Ad Astino spunta lo chef a tre stelle
Scuola di cucina con Niko Romito

Se ne parlava da tempo. Ora ci sono i primi dettagli dell’operazione che darà un’ulteriore e prestigiosa nuova funzione all’ex monastero di Astino: la Scuola d’Alta Cucina. Che avrà corsi di lunga durata e master, ma anche focus trimestrali a tema. Capofila del progetto è la Pentole Agnelli, a cui spetta ora però il compito di raccogliere intorno al nucleo di partenza, e alla società che verrà costituita per l’occasione, un nutrito gruppo di finanziatori e sponsor. Lo scrive oggi il Corriere della Sera Bergamo: si sottolinea l’importanza di dare sostenibilità economica a un’impresa che contemplerà un investimento iniziale di qualche milione di euro per un programma di spesa ricco di punti; non ultime, le attrezzature e le dotazioni multimediali. Per questo, ai corsi specialistici di lunga durata (con tanto di frequenza giornaliera, secondo quanto previsto dal piano redatto dall’Università di Bergamo), è stata ipotizzata la possibilità di avere corsi di più breve durata con focus sulla panificazione, il banqueting, l’alta pasticceria o su altri elementi di un mondo che oggi come non mai conosce tutto un fiorire di segmenti. Molto di moda, seguiti e di successo.

Il progetto formativo. C’è il nome di chi firmerà il progetto formativo. E che nome: lo chef tristellato aquilano Niko Romito, chiamato dalla Fondazione Mia, proprietaria dell’ex monastero. A Castel di Sangro, proprio accanto al suo pluripremiato ristorante Reale Casadonna, Romito ha fondato nel 2011 un nuovo centro di alta formazione gastronomica, realizzato con l’apporto scientifico dell’Università degli Studi di Scienze Gastronomiche e quello dell’associazione Slow Food Italia. Una scuola fatta di tanta tecnica, ma anche di teoria e cultura. Con workshop continui con i migliori esperti del settore: qui da noi ci sarebbe Chicco Cerea di Da Vittorio ai nastri di partenza. «Il valore aggiunto della nostra scuola – dice lo chef – è che gli studenti mettono davvero le mani in pasta; dopo i primi 60 giorni infatti hanno la possibilità di fare esperienza presso le cucine dei progetti della Niko Romito Formazione. E ancora, hanno la possibilità di partecipare in maniera attiva ai più importanti eventi gastronomici, quali Identità Golose e Salone del Gusto». L’importante è insegnare agli allievi ad essere creativi nel rispetto dell’essenza degli alimenti, la vita in cucina e in brigata, il duro lavoro di squadra.
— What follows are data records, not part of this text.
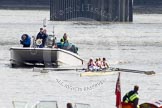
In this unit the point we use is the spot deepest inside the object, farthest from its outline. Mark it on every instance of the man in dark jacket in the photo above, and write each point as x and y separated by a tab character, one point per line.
132	97
25	40
42	35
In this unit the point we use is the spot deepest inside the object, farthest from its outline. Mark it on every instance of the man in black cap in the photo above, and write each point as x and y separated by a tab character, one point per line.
132	97
41	36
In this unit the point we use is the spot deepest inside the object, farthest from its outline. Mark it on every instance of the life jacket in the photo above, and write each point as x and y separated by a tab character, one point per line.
131	98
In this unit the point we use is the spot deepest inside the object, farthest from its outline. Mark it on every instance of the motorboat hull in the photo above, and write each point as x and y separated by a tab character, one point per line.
55	56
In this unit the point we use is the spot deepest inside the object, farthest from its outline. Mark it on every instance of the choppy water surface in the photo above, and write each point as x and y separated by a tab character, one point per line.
134	45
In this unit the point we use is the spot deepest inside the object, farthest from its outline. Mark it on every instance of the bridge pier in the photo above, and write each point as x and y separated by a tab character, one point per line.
99	10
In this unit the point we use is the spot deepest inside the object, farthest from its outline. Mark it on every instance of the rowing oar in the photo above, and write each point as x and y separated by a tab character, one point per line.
133	71
46	70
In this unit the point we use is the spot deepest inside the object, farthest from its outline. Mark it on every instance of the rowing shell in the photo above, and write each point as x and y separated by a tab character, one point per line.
97	73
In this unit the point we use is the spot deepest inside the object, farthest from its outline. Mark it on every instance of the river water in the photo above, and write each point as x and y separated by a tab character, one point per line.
136	45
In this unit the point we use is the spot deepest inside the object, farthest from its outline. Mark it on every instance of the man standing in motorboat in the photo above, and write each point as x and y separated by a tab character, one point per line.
41	38
25	40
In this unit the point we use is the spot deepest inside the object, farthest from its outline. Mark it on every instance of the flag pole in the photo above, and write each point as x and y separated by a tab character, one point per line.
118	92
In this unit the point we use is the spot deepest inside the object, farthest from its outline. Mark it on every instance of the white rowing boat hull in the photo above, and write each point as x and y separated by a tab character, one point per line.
98	73
54	56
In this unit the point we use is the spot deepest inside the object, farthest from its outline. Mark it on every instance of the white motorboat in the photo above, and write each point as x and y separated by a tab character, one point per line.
53	56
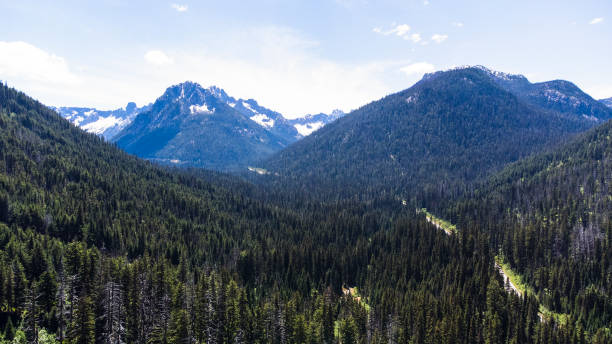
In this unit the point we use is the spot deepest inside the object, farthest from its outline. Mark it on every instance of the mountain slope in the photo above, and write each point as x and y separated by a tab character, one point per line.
551	218
557	95
310	123
104	123
450	128
190	125
146	254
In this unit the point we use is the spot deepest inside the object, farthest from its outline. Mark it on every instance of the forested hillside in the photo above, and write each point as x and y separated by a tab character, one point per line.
450	129
97	246
551	218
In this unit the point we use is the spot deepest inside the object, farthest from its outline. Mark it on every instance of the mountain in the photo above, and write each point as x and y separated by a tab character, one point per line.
557	95
308	124
550	215
268	119
195	126
101	122
98	245
225	140
450	128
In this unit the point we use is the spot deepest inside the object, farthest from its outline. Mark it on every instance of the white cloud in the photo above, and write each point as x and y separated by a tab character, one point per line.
600	91
399	30
438	38
418	68
415	37
596	21
23	61
158	58
179	8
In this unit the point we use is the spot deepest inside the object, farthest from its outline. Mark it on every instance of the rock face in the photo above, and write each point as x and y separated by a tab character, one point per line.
194	126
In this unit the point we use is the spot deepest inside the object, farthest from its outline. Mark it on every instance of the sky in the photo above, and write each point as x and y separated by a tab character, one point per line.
295	57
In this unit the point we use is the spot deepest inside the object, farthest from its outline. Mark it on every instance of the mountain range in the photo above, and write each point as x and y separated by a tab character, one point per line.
97	244
106	123
450	128
237	132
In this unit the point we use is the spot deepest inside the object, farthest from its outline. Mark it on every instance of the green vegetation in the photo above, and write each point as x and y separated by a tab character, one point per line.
515	278
448	227
426	144
99	246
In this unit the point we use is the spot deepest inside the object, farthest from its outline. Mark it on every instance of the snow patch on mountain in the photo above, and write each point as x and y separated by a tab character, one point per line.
308	128
203	108
263	120
103	123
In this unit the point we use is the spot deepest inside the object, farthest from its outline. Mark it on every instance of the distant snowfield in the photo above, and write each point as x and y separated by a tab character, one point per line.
309	128
103	123
203	108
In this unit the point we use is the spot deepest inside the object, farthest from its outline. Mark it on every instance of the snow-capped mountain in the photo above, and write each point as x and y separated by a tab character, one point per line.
195	126
310	123
106	123
557	95
266	118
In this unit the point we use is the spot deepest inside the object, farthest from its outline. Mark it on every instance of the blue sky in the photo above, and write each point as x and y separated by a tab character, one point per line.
295	57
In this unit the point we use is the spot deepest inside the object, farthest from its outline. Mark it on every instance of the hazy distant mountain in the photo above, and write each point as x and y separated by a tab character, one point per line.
106	123
196	126
308	124
558	95
450	128
247	133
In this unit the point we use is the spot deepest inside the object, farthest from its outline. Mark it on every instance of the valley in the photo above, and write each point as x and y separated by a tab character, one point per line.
318	241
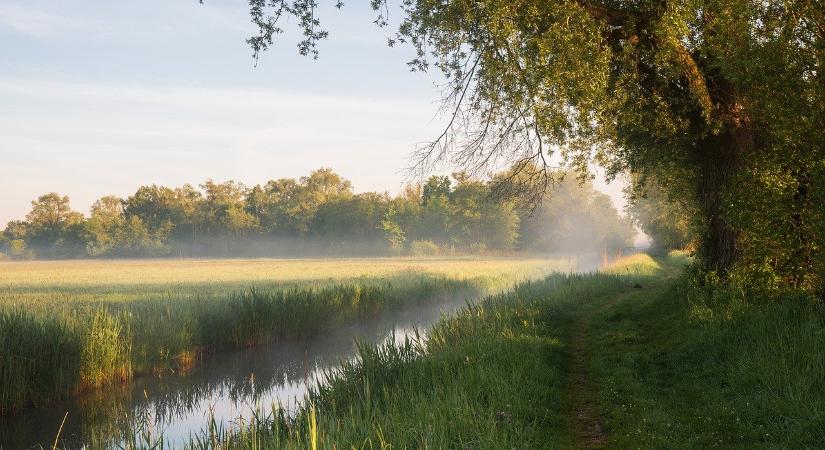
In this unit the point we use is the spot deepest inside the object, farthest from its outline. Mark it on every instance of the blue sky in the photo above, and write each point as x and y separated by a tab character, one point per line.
98	97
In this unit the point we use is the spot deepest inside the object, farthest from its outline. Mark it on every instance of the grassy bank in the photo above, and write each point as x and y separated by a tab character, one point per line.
492	376
70	326
668	369
679	368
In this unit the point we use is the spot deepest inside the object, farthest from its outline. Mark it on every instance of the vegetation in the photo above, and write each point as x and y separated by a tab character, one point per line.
717	103
72	326
314	215
668	371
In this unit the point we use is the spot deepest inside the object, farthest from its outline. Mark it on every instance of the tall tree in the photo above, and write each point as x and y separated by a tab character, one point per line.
54	229
728	92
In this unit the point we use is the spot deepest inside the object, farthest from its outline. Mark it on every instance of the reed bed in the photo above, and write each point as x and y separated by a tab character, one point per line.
72	326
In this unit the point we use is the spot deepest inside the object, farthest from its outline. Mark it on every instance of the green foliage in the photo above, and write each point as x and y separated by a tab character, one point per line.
492	376
50	350
574	218
424	248
315	215
690	367
724	96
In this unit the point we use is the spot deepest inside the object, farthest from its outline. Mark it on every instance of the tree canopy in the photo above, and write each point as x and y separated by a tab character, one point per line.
318	214
724	95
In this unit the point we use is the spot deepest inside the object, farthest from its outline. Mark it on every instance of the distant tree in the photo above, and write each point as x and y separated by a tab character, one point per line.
351	223
394	234
54	229
436	186
727	93
105	226
668	220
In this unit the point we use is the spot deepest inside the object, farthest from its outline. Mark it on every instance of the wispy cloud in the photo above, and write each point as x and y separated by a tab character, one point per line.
39	23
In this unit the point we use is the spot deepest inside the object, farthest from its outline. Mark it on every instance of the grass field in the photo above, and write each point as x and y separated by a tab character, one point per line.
660	368
73	325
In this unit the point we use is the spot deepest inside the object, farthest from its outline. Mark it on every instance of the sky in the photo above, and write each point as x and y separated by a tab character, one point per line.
98	97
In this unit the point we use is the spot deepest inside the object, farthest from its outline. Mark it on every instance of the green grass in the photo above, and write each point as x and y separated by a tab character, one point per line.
671	366
677	369
70	326
492	376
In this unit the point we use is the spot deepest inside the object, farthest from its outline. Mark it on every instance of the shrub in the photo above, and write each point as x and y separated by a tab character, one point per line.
424	248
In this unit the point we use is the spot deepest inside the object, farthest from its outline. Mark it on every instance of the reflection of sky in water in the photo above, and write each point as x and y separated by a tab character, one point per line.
230	385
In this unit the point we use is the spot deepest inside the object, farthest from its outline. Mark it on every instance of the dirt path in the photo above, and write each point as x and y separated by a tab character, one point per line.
583	416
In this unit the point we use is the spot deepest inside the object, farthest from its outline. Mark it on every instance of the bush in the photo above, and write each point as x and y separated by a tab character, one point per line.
424	248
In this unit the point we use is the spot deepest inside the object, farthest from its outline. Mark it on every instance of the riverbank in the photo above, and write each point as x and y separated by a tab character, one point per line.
620	359
70	326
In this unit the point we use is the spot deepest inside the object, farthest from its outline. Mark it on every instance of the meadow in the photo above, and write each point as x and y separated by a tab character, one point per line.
660	367
69	326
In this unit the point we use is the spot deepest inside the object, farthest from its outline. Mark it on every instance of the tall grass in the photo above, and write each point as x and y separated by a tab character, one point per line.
673	368
491	376
48	354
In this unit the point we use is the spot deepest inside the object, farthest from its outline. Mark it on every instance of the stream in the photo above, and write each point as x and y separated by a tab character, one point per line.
228	386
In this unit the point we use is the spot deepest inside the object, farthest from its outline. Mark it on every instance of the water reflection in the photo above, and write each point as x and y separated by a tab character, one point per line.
228	385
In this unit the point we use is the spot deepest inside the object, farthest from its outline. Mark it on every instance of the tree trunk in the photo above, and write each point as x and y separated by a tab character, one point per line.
720	159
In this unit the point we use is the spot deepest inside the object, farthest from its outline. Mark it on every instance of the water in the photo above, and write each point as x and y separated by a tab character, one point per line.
226	385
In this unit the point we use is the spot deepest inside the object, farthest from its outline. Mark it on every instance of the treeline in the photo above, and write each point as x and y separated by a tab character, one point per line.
319	215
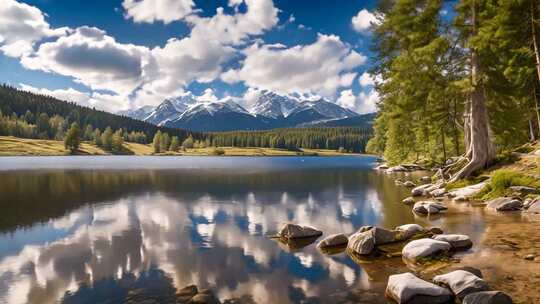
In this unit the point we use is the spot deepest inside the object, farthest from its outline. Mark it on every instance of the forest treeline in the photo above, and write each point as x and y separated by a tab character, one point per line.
455	78
28	115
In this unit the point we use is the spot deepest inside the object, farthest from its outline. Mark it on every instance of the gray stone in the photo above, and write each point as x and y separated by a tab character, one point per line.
487	297
334	240
428	207
505	204
409	184
423	248
457	241
293	231
409	201
461	282
407	288
409	230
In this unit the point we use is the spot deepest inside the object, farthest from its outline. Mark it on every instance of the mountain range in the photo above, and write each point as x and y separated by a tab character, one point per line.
269	111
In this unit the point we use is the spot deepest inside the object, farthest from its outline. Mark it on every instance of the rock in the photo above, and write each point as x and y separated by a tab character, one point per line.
423	248
435	230
407	288
477	272
420	190
409	230
382	167
409	184
468	191
428	207
362	242
505	204
438	192
525	190
487	297
534	206
457	241
460	199
409	200
399	168
425	179
293	231
334	240
529	257
461	282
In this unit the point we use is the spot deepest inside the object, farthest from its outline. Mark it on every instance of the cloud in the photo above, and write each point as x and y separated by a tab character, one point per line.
363	103
150	11
321	67
21	26
105	102
92	58
363	21
211	43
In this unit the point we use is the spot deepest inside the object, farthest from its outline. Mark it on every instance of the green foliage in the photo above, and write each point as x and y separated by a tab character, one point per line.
503	179
73	137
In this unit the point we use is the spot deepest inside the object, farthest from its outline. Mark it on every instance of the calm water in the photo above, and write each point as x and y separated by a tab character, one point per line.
155	224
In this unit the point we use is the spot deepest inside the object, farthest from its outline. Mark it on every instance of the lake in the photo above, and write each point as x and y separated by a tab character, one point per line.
99	229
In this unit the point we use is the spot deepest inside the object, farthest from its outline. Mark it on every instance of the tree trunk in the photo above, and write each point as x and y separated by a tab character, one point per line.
480	149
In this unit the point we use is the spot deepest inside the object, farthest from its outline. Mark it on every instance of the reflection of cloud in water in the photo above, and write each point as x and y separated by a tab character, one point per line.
134	235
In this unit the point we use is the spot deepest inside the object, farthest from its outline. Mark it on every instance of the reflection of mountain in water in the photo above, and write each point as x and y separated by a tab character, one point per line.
101	229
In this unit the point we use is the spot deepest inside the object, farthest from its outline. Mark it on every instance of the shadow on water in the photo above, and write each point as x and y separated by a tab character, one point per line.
82	236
Questo, per lui, significa essere cuoco.

I numeri. La Scuola d’Alta Cucina in sé non può fare grandi numeri. Poche decine, si suppone. Il che renderebbe impossibile dare sostenibilità finanziaria al progetto. Inserendo però maggiore flessibilità formativa, con i focus di cui sopra, le cose cambiano. C’è insomma ancora tutto un piano didattico (e finanziario) da affinare, ma l’obbiettivo sarebbe di far ruotare attorno al centro tra le 800 e le mille persone l’anno.

Il parcheggio verrà allargato. Astino sta ancora cercando di trovare il punto di equilibro tra le varie funzioni che si vuol far assolvere all’ex monastero, senza guastarne la bellezza. Bellezza fatta di contesto ambientale e pregio storico-architettonico. C’è anche il progetto di colture tradizionali nato nella valletta da tenere in considerazione. Secondo l’accordo di programma tra Mia, Comune di Bergamo e Parco dei Colli, in primis, il parcheggio passerà da 129 a 150 posti. Se ne saprà di più il prossimo 6 febbraio, data per cui è fissata una riunione in cui si parlerà di Valutazione Ambientale Strategica. In vista dell’estate, soprattutto, quando ristorazione, intrattenimento, arte e cultura metteranno per il terzo anno a dura prova la delicata area a nord di Longuelo.